Protection for Hastings harbour arm

The Hastings Harbour Arm is a very important structure on the Hastings frontage, which retains beach material that protects the town from flooding. Ongoing works are encasing the existing Hastings Harbour Arm in armour rock to help protect the Arm from further deterioration.

The first phase of the project, which was concrete refacing of the inner section of the Harbour Arm, was completed last year.

24,000 tonnes of 6 to 9 tonne granite rocks will be delivered on a barge from the Chywoon quarry in Cornwall. Once the rocks have been offloaded on the beach, excavators will place the rocks against the structure assisted by a virtual 3D model from a screen in their machines.

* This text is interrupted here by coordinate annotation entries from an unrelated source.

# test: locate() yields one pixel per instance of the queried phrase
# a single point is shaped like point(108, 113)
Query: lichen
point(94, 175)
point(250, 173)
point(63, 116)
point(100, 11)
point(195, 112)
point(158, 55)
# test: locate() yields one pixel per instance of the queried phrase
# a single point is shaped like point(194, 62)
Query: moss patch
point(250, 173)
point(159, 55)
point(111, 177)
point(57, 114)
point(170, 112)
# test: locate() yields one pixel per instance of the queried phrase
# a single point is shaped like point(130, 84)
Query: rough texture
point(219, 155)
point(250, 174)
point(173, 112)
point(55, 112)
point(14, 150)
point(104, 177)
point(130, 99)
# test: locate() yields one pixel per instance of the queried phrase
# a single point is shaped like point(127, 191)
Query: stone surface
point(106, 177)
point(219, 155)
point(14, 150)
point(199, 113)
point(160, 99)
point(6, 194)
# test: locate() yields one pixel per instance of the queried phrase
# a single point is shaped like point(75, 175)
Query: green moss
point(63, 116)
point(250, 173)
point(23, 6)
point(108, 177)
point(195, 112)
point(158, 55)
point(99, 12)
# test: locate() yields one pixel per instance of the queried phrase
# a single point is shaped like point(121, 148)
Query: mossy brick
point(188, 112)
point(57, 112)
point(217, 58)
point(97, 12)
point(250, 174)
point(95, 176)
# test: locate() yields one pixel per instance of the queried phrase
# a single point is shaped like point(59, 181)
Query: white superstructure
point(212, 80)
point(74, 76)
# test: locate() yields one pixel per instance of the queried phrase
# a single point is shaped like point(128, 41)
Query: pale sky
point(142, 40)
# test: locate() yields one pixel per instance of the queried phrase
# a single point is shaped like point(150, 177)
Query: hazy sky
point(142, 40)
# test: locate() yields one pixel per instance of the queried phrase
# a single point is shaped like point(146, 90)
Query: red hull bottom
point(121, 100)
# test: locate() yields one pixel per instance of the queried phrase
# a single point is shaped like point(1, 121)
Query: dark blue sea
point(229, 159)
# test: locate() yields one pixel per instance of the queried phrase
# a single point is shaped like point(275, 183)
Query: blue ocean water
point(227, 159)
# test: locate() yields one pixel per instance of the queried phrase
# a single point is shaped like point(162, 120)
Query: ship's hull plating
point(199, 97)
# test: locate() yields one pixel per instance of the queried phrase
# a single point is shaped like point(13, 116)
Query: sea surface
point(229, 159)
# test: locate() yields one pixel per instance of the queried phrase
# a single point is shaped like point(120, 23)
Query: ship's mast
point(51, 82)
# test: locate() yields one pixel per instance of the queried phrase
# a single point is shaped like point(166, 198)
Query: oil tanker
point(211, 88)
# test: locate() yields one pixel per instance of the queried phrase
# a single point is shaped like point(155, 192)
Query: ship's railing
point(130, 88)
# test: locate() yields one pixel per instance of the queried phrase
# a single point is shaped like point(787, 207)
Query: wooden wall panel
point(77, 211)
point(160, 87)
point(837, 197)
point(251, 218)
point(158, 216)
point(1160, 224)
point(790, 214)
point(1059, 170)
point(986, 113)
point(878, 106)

The works have been designed by engineers at Canterbury City Council working on behalf of Hastings Borough Council. Head of Engineering for Canterbury City Council, Liam Wooltorton says: “We’ve built a highly experienced and qualified team of engineers, who provide professional services to our partner councils and other external clients.

Local Authorities have greatly reduced their engineering capacity because of the squeeze on local government and the lack of certainty around externally funded work. So we really are at the forefront of delivering work on behalf of others.”

The works, carried out by JT Mackley & Co Ltd and Ovenden Earthmoving Company Ltd the specialist rock-moving subcontractor, are expected to be completed by mid-September. The £1.95M cost has been funded by the Environment Agency’s Flood Defence Grant in Aid programme.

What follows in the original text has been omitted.